A power series is just a polynomial that may or may not have a finite degree. Formally, this is anything of the form
$ \sum_{n=0}^{\infty} c_n x^n = c_0 + c_1 x + c_2 x^2 + c_3 x^3 + ... $
where the $ \ c_n $'s can be any constant and x is a variable.
Sometimes it is more useful to write a power series in another form, called a power series centered at a or a power series about a which we write $ \sum_{n=0}^{\infty} c_n (x-a)^n = c_0 + c_1 (x-a) + c_2 (x-a)^2 + c_3 (x-a)^3 + ... $
Let's say we have the following function.
$ \ f(x)=c_0 + c_1 (x-a) + c_2 (x-a)^2 + c_3 (x-a)^3 + ... $
Now as soon as we choose a specific x to plug into our function, we have an infinite series which may or may not converge. The domain for this function is the set of all x's for which the series converges.
How would we go about actually finding which x values are in the domain? To do this, we treat x as a number and proceed the same as if we had any other infinite series. Recall that we have several tests at our disposal for finding whether a series converges or not, namely, the integral test, the comparison and limit comparison tests, alternating series test, the p-series test, the ratio test, and the root test. In general, the ratio test is the most useful for these kinds of series but it may be that another test would also work.
Now, if we apply the ratio test to our function we can get three possible outcomes:
(i) The series only converges when x=a.
(ii) The series converges for all x.
(iii) There is some positive number R such that the series converges if $ \ |x-a|<R $ and diverges if $ \ |x-a|>R $.
We call this R the radius of convergence and in the case of (i) we say R=0, and in the case of (ii) we say R=$ \infty $.
What's a Taylor Series?
Let's say we have some function that isn't a particularly nice function. And by not "nice", I mean something like $ f(x)=e^x \text{or} \ln(x) $ because if I asked you what $ e^{3.81} $ was you would have to use a calculator to find an approximate answer. But what if there was a way to rewrite a "nasty" function as a polynomial? Polynomials are generally easier to compute so it would be great if we could represent difficult functions as polynomials or power series (just infinite polynomials, remember). As it turns out, we can represent some functions as power series and if a function can be represented as a power series, we can find it using a Taylor Series.

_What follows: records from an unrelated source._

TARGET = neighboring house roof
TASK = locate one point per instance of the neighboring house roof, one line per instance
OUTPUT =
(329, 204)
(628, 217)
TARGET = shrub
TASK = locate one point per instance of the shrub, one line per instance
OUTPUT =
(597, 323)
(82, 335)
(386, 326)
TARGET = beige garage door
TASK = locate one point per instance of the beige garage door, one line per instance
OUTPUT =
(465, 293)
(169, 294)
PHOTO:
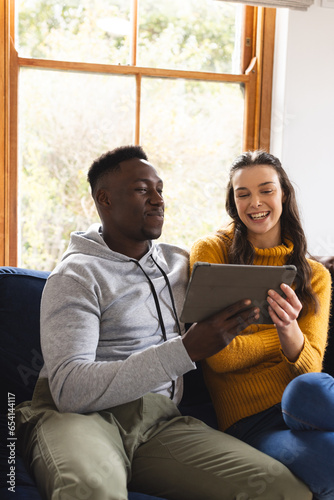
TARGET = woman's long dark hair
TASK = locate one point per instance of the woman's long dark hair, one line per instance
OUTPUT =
(241, 251)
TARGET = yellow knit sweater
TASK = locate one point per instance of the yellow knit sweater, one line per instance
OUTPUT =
(251, 373)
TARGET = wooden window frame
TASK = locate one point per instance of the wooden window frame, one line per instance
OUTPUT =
(256, 76)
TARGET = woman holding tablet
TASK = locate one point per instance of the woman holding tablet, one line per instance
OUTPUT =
(266, 385)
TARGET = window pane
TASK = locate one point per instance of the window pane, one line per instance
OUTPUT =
(192, 130)
(66, 121)
(96, 31)
(198, 35)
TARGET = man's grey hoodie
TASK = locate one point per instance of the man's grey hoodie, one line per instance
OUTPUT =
(101, 336)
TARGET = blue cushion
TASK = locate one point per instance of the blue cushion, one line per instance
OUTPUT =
(20, 363)
(20, 351)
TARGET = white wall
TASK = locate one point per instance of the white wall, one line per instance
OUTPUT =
(303, 116)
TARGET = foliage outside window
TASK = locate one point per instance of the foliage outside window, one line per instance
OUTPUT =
(95, 74)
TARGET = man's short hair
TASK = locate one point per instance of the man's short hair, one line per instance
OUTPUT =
(109, 162)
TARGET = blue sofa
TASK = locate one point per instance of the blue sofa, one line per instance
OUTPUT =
(21, 361)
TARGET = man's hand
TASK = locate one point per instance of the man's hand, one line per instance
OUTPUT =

1. We start with the assumption that we have a function $ f(x) $ which can be represented as a power series. Therefore,
$ \ f(x)=c_0+c_1(x-a)+ c_2(x-a)^2+c_3(x-a)^3+ ... $
but we need to find out what the values of all the $ c_n $'s are. We notice that if we plug in $ a $ for $ x $ we get
$ \ f(a)=c_0 $
because all the other terms become 0.
Ok, cool, so now we know that $ \ c_0=f(a) $.
2. Just for fun, lets take the derivative of this function. When we do, we get
$ \ f '(x)=c_1 +2c_2(x-a)+3c_3(x-a)^2+4c_4(x-3)^3+... $.

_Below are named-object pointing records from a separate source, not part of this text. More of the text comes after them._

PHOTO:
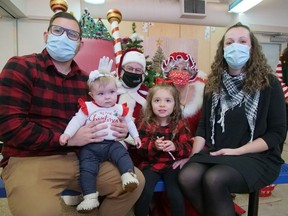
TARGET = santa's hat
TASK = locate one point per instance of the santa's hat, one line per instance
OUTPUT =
(131, 55)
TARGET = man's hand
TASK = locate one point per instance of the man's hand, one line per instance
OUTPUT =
(92, 132)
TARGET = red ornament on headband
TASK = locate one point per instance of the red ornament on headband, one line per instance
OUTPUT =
(178, 57)
(160, 80)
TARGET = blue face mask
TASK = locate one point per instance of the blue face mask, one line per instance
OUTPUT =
(61, 48)
(236, 55)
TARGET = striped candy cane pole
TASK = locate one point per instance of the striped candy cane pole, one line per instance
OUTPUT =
(114, 17)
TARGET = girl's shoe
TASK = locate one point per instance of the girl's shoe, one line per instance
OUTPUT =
(89, 203)
(129, 181)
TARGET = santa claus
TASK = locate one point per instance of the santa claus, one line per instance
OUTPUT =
(131, 74)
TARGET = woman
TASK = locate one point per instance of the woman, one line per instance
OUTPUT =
(238, 143)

Again, we plug in a for x and all the terms except $ c_1 $ become zero so we are left with
$ \ f '(a)=c_1 $.
So now we know the first two terms of our power series.
$ \ f(x)=f(a)+f '(a)(x-a)+c_2(x-a)^2+c_3(x-a)^3 $
3. Taking a derivative helped us last time so let's try taking a second derivative.

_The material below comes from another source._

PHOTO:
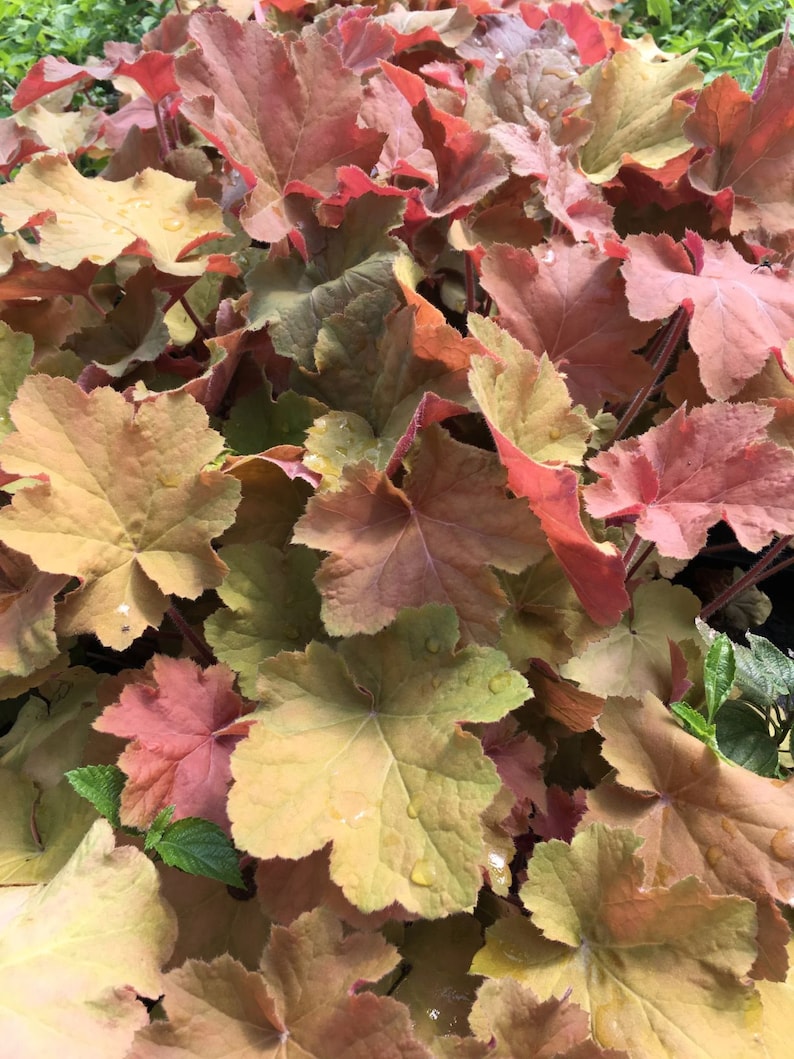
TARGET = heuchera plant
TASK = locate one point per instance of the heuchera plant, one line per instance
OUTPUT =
(371, 380)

$ \ f ''(x)=2c_2 +2*3c_3(x-a)+3*4c_4(x-a)^2+... $.
Again, we plug in a for x and we get that
$ \ f ''(a)=2c_2 $.
Solving for $ c_2 $ we get that
$ \ c_2=\frac{f ''(a)}{2} $
So now we know the first three terms of our power series.
$ \ f(x)=f(a)+f '(a)(x-a)+\frac{f ''(a)}{2}(x-a)^2+c_3(x-a)^3 $
4. If we continue doing this process (taking another derivative, plugging in a for x and solving for $ c_n $ we realize that every $ c_n $ has the following form.
$ \ c_n=\frac{f^{(n)}(a)}{n!} $
This is easy to verify and if you don't believe me, please try it on your own! To continue just find the 3rd derivative, plug in a for x and solve for $ c_3 $ and again with the 4th derivative until you see the pattern.
So what did we just learn? If we have some function that can be represented as a power series, then its power series representation is of the form,
$ \ f(x) = \sum_{n=0}^{\infty} \frac{f^{(n)}(a)}{n!}(x-a)^n $
Why is this useful again?
So lets say we have some function $ f(x) $ which is not a nice function to work with. Maybe you would like to know the area under the curve of this function but you can't integrate it. If, however, your function could be represented by a power series, you could easily integrate the power series because remember power series are just infinite polynomials! Polynomials can be broken up into terms when integrating or differentiating so we have now made an impossible integration problem fairly straightforward. Voila!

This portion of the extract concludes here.